The traces of cannibalism that remain in us

But all of the above evidence taken together still only shows that cannibalism was "widespread," not that it was a "common" phenomenon. Now, however, genetic and biological studies have convinced many scientists that cannibalism was once common, and perhaps even widely accepted by society at the time. Chillingly, some of the disease-resistant genes we all carry may have been inherited from our ancestors who ate human flesh.

In 2003, the scientific team at Corinchi, led by Simon Meade, published a paper in Science reporting their findings on a brain disease called kuru disease prevalent among the Frey people of the remote Papua New Guinea highlands.

Kuru disease is a prion disease, much like mad cow disease and Creutzfeldt-Jakob disease, and is widely believed to be a disease caused by the natives' eating of human corpses. The Frey had a tradition of cannibalism since ancient times, and it was only in the mid-1950s, when the Australian authorities, then hosting Papua New Guinea, issued a ban, that the Frey's cannibalistic habits were ended. Women and children are said to be more susceptible to kuru disease because they are the mainstay of the human feast.

Colledge's team studied the genetic effects of the disease in the Frey population. They found that about 3/4 of Frey women over the age of 50 are genetically resistant to prions, an ability that could only have arisen from generations of cannibalism by their ancestors.
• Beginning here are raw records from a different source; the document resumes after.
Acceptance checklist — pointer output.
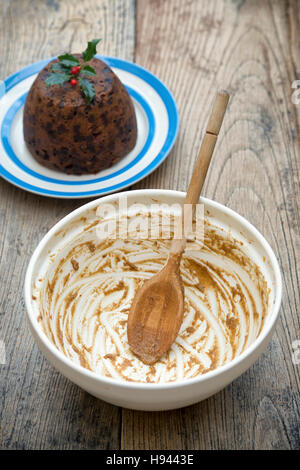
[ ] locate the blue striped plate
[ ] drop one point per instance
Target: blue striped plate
(157, 120)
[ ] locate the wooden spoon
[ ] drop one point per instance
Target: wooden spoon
(157, 309)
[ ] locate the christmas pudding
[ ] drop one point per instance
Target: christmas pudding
(78, 116)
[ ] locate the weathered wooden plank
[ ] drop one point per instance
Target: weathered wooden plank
(39, 408)
(252, 49)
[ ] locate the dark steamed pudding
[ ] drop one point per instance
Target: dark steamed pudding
(63, 132)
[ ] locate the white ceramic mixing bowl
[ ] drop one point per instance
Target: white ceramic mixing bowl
(150, 396)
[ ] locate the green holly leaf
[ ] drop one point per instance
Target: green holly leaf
(88, 70)
(59, 67)
(87, 89)
(68, 60)
(90, 51)
(57, 78)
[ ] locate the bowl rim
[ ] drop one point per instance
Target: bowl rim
(76, 368)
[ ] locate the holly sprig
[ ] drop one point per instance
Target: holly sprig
(68, 69)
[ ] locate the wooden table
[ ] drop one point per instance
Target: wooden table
(252, 48)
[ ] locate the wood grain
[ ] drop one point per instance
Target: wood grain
(39, 408)
(251, 48)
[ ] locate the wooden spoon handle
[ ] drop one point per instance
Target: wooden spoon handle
(207, 148)
(203, 160)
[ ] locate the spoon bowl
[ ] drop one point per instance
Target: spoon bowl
(156, 313)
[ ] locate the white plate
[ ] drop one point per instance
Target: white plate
(157, 122)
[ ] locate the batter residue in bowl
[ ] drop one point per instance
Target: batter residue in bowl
(85, 296)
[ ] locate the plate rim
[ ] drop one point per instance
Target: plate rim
(161, 89)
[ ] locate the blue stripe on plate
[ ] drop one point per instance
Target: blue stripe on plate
(137, 70)
(5, 136)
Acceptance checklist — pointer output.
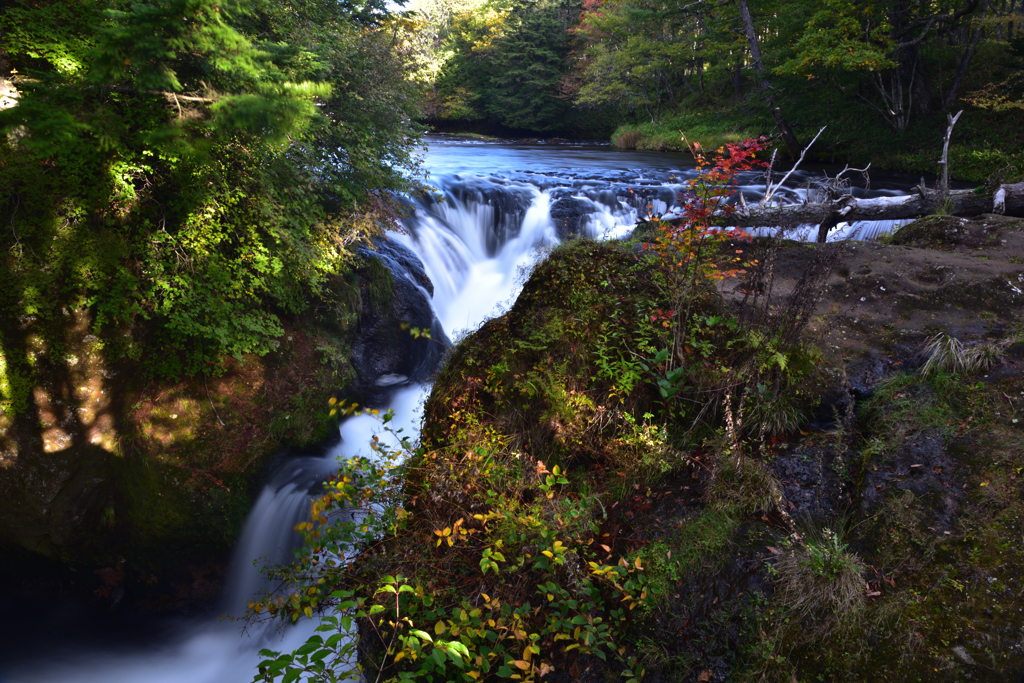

The really surprising discovery came later: when Colledge analyzed DNA samples from different races around the world, he found that the Frey people were not alone, and that the gene for resistance to prions turned out to be present in all races. In other words, all populations around the world have built-in resistance to prion diseases.

How did this resistance develop in us? Researchers believe that the most plausible explanation, and perhaps the only one, is that our ancestors were cannibals, and cannibalism was widespread in early human societies.

Despite more new evidence, it's still hard to believe that our ancestors ate human flesh on a regular basis, and many people just have a hard time accepting that. In fact, accepting that our ancestors cannibalized people is no more chilling than believing that cannibalism may be widespread today. Meyers told police after his arrest, "Today, there are about 800 cannibals in Germany alone."